Here is the picutre of the mason jar-any ideas? thanx wendy


----------



## jarsnstuff (Jan 24, 2005)

Hi Wendy,
    The pint Ball jar is from 1923-1933 (no upstroke in front of the "a" in Ball & no underline).  The value is pretty nominal, $1-$2.  The zinc lid with the milk glass liner is the lid that goes on this jar.  The blue glass lid you'r holding in front of the zinc lid goes to a Ball Ideal (or similar) jar & not this jar at all.   The current Redbook can be ordered from any of several sources online & should run you about $35.00 postpaid.  Let me know if you can't find any & I'll refer you to a couple of reputable dealers.  -Tammy


----------



## CRUMMYKAT (Jan 30, 2006)

I have a ball pitcher that has the spout on the same side as the handle.
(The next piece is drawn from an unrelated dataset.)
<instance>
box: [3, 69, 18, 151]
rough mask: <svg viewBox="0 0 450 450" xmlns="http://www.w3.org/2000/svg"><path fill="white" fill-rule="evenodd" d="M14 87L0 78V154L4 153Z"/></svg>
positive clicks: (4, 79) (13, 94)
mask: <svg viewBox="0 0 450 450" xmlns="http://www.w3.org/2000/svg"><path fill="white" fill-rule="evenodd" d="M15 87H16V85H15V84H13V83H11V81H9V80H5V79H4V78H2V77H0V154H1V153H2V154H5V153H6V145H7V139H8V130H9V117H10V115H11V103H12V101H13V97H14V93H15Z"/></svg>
Has anyone every seen one of these? I have seen them with the spout on the oppsite side but not the same side. Do you think it's rare a mistake? value?


----------



## tarasbottles (Mar 20, 2006)

I have two mason jars that were my great grandmothers and was wondering if anyone could help me out with the value? They seem very old. Both are blue/lt green and have Ball perfest mason on the front. The smaller one has the # 15 and the larger one has the # 15 underlined. I would appreciate any help. I have pictures. Thanks


----------



## madman (Mar 22, 2006)

hey wendy whats up!! yes common jar,  good to here from you ! those glass lids are always found in dumps, happy hunting madman


----------